The Best of (The Warner Bros. Sessions, 1985-1991)

Rhino 8122-74863-2

 

 

 
1. Tutu
2. Splatch
3. Catembe
4. Mr Pastorius
5. Amandla
6. Mystery
7. Chocolate Chip
8. The Doo-Bop Song
9. Trumpet Cleaning
10. Siesta/Kitt's Kiss/Lost In Madrid, Part 2
11. The Pan Piper
12. Summertime
13. In a Silent Way
14. Time After Time
15. Hannibal
 

Miles Davis - Trumpet
Marcus Miller – Bass, keyboards, drums, guitar, bass clarinet, soprano sax (tracks 1-5, 10)
Paulinho da Costa – Percussion (tracks 1, 2)
Adam Holzman – Synthesiser (track 2)
Steve Reid – Percussion (track 2)
Kenny Garrett – Alto sax (tracks 3, 511, 12, 13)
Al Foster – Drums (track 4)
Jason Miles – Synthesiser programming (tracks 4, 10)
Joe Sample – Piano (track 5)
Omar Hakim – Drums (track 5)
Don Alias, Bashiri Johnson – Percussion (track 5)
Easy Mo Bee – Keyboards, vocals (tracks 6-8)
A, B. Money, J. R. – Vocals (track 8)
Deron Johnson – Keyboards (track 8)
The Michel Legrand Orchestra (track 9)
John Scofield – Acoustic guitar (track10)
Omar Hakim – Drums (track 10)
Wallace Roney – Trumpet (tracks 11, 12)
The Gil Evans Orchestra and the George Gruntz Concert Jazz Band conducted by Quincy Jones (tracks 11,12)
Foley - Bass (tracks 13-15)
Adam Holzman – Keyboards (tracks 13, 14)
Joey DeFrancesco – Keyboards (track 13)
Benny Rietveld – Bass (tracks 13, 14)
Marilyn Mazur – Percussion (track 13)
Ricky Wellman – Drums (tracks 13-15)
Kei Akagi – Keyboards (track 14)
Munyungo Jackson – Percussion (track 14)
Deron Johnson – Keyboards (track 15)
Richard Patterson – Bass (track 15)
 

In the last years of his life, trumpeter Miles Davis signed with Warner Brothers, so this CD is a selection from his final recordings. By this stage, Miles had taken the principle of "less is more" to the extreme: playing short phrases over arrangements provided by the likes of bassist Marcus Miller and Easy Mo Bee. That economical style worked well on the recordings that Miles made earlier with Gil Evans, because Gil provided imaginative backings that suited Davis perfectly. But on these later albums the backings are generally too mechanized: sticking to disco or hip-hop grooves which are too repetitive to maintain one’s interest. And Miles’s playing is very erratic, marred by split notes and poor intonation. The flaws in Miles’s technique, which were noticeable back in his bebop days, are very evident here and often make his solo contributions sound like mere doodling.

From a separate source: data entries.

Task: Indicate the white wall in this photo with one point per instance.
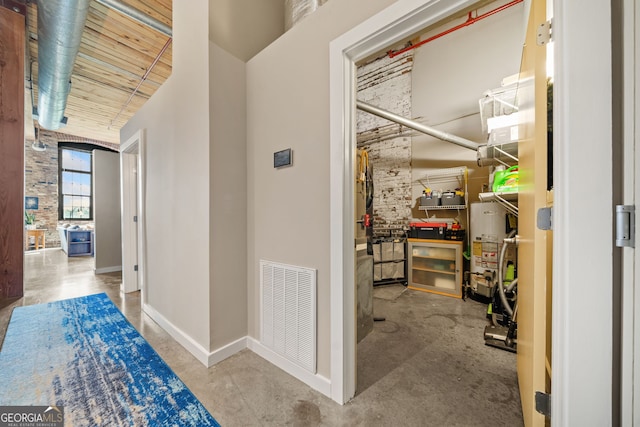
(450, 75)
(176, 120)
(106, 211)
(228, 202)
(245, 27)
(288, 107)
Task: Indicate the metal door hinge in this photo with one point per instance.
(544, 34)
(543, 403)
(625, 226)
(544, 219)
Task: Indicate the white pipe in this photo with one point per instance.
(137, 15)
(466, 143)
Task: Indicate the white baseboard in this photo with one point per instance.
(108, 269)
(227, 351)
(41, 250)
(315, 381)
(183, 339)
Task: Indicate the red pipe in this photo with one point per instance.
(468, 22)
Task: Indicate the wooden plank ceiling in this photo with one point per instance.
(115, 53)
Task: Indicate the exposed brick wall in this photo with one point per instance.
(386, 83)
(41, 180)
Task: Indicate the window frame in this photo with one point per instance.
(61, 195)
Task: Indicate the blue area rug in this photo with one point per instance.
(83, 354)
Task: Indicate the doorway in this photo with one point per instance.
(132, 193)
(571, 334)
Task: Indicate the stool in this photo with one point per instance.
(38, 236)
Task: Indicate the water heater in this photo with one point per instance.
(490, 223)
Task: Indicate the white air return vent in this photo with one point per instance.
(288, 312)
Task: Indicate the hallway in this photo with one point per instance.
(426, 364)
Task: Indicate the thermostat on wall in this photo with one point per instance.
(282, 158)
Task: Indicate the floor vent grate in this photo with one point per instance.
(288, 312)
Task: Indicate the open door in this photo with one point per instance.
(132, 193)
(534, 250)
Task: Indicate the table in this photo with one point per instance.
(37, 234)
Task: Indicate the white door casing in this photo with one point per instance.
(132, 155)
(582, 35)
(398, 21)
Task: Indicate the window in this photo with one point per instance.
(75, 184)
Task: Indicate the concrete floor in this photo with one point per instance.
(425, 365)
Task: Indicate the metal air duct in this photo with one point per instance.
(466, 143)
(60, 26)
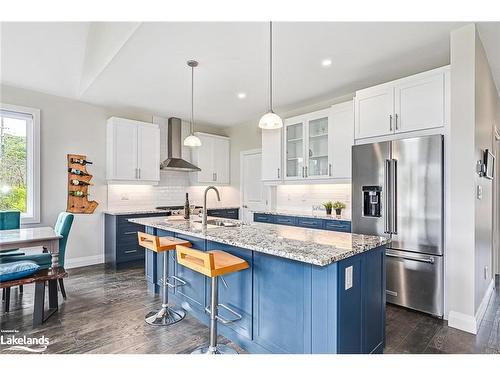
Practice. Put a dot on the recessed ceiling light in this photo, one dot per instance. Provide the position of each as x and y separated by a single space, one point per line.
326 62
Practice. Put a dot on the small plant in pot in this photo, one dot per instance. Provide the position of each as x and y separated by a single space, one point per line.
338 207
328 207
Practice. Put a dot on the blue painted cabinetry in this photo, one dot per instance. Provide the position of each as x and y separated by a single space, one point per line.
313 223
289 306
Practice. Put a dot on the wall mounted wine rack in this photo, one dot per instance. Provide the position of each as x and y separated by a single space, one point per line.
78 185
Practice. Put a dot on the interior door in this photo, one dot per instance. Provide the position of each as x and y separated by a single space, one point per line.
148 155
125 151
341 139
221 159
271 155
374 109
252 194
418 212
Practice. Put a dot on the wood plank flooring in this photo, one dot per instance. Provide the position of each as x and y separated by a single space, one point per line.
105 309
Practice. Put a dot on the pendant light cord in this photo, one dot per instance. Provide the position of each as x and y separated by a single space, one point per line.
192 100
271 66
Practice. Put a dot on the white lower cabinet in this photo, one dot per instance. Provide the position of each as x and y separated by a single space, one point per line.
132 151
213 158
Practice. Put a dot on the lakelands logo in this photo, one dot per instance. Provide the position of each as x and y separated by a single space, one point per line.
22 343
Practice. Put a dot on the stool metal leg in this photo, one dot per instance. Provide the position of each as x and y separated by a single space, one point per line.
166 315
213 347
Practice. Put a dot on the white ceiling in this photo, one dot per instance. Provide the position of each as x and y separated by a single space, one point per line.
144 65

The most coherent tracks are The Pan Piper and Summertime, from the session at Montreux for which Quincy Jones persuaded Miles to revisit some of his former glories. Tutu is from the 1986 album which revived Miles’s career, and it’s certainly a catchy track - although it hardly stretches the trumpeter, whose playing is decorative rather than innovative. The last three tracks come from the posthumous CD Live Around the World and convey the excitement of the concert atmosphere, although Miles’ playing is still fragmentary and backed by funky accompaniments which tend to sound samey.

Trumpeter Wallace Roney, who plays on the two Quincy Jones tracks, contributed the sleeve-notes and they are remarkably ambiguous. He calls Miles "the Master" but he says that the tracks with Easy Mo Bee "sound like he is playing along with the radio" and he criticises the Marcus Miller arrangements for not using "real instruments". He also says that he would really have liked to write the liner notes for an album from Miles’s classic quintet of the mid-sixties, suggesting that he’s not so keen on these latter-day performances. Nor am I.